Recording + fixing took me 3 minutes, typing took me 2 minutes 58 seconds (that's slightly slower than @brp if we're counting).
I then went through and compared the two versions and the original, my typed version had no (I corrected as I went) errors and my corrected whisper still had 7 - things like extra commas, small wording changes, and capitalization differences. Correcting those without the benefit of diff may not be easy, on the other hand, They may not matter so much for dictation?
This is far better than whisper did on the Jabberwocky poem, which I didn't even bother comparing because I had to correct every third word.
Whisper doesn't have any integration to actually use it in real time - much less as a keyboard substitute - so I'm not sure it really counts as dictation software?
@lukalot I will be doing my own typing and proofreading. A quick online typing speed test says I type at 62 wpm qwerty and 35 wpm dvorak (correcting for errors as I go). For this question I will use the faster of the two.
Ok! I've tried comparing my own typing speed to several internet demos of voice dictation, and while I'm usually faster, they can be pretty close (especially with code examples).
If you chose the text that you're going to use that could be relevant (is it just random words or actual sentences with punctuation?), but I think I'm more optimistic than the current market anyway so I'll wager yes. thanks for the info
candidates, quite possibly not there yet but close enough that they could plausibly compete:
openai whisper (currently just a component; inclusion depends on if you're filtering by full deployability or just raw accuracy without ui consideration)
dragon voice recognition (I would short this one)
google voice input (I would short this one)
very, very important question here: what microphone will you use? even for humans, microphones are really not all the same for understandability. current voice rec algos are a bit weak.
@L Thank you.
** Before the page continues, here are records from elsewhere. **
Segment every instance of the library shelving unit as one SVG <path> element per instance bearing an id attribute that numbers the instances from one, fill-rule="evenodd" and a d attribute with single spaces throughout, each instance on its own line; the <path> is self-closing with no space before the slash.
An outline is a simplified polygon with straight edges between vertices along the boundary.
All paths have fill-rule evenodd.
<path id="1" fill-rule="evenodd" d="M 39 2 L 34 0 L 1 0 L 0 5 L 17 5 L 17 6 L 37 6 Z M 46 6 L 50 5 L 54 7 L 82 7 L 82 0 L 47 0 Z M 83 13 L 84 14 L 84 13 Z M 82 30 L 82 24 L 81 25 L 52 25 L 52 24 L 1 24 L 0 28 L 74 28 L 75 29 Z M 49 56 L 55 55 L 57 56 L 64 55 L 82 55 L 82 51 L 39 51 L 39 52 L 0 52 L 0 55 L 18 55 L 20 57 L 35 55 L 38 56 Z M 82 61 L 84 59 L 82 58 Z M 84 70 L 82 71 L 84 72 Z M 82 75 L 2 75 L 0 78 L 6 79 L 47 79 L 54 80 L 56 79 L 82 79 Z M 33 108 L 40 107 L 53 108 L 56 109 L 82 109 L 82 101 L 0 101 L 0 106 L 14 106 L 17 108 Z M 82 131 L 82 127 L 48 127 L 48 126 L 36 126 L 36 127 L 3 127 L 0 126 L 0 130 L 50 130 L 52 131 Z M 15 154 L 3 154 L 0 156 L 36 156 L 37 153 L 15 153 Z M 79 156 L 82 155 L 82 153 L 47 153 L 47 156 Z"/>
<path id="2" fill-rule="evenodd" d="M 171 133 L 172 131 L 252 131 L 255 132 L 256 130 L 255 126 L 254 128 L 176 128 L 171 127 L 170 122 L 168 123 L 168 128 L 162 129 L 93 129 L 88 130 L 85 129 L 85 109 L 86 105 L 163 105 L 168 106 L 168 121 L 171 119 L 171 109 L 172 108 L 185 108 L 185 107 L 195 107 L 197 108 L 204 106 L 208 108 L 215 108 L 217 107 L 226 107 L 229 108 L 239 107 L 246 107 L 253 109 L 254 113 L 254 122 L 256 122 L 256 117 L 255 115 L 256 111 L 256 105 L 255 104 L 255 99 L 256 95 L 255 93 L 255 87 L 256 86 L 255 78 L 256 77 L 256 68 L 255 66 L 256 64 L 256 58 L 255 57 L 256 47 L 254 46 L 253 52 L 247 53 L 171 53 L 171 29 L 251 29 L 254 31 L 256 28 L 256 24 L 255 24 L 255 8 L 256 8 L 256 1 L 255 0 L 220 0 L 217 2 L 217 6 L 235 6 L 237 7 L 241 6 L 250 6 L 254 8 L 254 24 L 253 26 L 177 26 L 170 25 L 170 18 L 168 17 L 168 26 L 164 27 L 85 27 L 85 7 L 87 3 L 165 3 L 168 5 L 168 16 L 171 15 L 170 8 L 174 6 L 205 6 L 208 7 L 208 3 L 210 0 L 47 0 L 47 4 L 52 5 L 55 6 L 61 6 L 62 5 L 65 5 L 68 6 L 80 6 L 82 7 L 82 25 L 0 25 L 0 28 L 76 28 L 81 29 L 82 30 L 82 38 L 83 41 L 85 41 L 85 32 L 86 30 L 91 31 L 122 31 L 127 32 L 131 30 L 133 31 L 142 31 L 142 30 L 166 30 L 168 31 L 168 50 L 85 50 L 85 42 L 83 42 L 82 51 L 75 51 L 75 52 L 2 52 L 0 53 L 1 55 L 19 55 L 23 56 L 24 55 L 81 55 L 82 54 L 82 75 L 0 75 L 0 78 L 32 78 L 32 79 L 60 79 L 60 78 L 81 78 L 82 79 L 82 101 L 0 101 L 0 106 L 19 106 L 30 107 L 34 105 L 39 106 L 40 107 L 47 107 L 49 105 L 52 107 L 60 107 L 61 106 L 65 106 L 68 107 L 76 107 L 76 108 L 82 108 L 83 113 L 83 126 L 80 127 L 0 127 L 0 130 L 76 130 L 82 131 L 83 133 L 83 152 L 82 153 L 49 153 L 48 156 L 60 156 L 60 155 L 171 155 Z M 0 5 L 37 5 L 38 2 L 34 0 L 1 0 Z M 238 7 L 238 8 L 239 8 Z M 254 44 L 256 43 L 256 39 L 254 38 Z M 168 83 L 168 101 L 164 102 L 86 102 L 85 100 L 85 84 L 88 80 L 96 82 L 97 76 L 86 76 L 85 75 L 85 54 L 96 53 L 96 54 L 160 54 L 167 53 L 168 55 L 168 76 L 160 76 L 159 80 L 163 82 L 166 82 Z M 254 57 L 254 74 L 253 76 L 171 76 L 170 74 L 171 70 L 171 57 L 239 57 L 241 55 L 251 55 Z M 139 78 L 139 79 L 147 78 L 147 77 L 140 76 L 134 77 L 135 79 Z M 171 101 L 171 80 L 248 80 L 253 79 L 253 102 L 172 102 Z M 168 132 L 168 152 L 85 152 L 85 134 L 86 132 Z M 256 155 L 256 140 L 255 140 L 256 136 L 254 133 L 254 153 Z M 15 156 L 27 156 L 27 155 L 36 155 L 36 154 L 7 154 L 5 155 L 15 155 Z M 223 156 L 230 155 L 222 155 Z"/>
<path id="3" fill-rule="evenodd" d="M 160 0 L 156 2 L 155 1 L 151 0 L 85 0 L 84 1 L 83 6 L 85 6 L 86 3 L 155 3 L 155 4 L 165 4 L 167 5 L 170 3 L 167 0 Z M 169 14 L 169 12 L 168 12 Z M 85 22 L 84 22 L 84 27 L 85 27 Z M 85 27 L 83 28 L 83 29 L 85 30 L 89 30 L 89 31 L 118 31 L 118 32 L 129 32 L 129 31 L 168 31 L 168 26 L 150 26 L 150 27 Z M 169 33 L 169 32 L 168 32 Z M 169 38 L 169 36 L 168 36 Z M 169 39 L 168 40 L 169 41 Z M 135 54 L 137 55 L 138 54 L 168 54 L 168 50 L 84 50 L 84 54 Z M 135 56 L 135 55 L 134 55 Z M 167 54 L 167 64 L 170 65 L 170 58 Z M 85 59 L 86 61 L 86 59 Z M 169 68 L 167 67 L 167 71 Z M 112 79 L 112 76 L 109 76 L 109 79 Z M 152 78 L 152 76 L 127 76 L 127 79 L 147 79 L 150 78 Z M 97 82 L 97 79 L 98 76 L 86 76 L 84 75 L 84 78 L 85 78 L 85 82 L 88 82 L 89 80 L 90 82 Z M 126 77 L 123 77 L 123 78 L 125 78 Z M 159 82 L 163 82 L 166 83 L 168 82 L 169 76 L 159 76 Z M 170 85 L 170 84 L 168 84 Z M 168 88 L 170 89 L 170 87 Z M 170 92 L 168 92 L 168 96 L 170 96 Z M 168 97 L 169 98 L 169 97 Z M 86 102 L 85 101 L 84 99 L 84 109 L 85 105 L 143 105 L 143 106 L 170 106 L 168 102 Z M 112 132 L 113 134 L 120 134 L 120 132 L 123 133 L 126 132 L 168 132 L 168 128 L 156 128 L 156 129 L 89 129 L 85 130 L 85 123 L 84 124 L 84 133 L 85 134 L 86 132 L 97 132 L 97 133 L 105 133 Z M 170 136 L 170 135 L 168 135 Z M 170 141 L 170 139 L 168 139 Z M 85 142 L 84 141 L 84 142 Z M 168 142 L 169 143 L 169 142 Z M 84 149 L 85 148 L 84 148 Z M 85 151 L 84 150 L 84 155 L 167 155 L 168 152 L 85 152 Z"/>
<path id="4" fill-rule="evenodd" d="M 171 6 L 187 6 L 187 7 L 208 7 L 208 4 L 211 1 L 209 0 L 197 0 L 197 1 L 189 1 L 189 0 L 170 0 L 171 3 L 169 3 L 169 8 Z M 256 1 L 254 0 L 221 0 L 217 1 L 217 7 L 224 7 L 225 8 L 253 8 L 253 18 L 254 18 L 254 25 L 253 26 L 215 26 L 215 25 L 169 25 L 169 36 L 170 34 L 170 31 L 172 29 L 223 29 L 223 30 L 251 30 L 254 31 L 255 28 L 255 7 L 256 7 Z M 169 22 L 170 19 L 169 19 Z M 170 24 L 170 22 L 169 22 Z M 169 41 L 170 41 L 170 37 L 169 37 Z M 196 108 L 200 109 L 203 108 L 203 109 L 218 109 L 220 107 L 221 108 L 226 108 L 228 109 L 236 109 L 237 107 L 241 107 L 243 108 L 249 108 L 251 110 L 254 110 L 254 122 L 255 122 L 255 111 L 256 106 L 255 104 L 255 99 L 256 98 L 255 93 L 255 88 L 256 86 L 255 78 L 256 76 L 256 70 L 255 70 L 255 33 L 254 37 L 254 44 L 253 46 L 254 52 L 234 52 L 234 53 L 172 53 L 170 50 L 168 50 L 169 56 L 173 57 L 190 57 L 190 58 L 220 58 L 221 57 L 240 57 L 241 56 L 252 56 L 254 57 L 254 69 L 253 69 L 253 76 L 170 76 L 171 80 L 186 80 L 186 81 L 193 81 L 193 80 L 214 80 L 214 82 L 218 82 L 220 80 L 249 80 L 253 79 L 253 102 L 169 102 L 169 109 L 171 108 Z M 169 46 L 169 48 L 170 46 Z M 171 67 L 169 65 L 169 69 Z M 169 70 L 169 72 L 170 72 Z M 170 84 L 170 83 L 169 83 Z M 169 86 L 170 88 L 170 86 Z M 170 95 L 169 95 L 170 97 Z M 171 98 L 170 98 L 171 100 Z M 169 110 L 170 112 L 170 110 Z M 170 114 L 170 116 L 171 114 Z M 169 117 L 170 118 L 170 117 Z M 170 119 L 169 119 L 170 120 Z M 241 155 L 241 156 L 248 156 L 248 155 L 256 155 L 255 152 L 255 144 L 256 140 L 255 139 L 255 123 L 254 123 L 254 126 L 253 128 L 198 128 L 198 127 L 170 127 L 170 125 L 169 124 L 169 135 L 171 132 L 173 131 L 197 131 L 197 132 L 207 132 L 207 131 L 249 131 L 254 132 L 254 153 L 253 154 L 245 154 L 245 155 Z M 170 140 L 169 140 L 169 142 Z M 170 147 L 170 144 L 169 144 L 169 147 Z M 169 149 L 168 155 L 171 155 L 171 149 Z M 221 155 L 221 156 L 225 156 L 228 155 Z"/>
This comment is gold. I hadn't thought about the microphone at all. Was going to use whatever is built into my USB headset (PTC Plantronics C3210), as it seems to elicit fewer complaints than the built-in mic of my computer or phone.
I found a website advertising it as "Frequency Response 20 - 20000 Hz". A search for "PTC 208" (written on the device) turns up some regulatory forms in New Zealand, so it might be subject to regulations regarding gain, wave distortion, etc.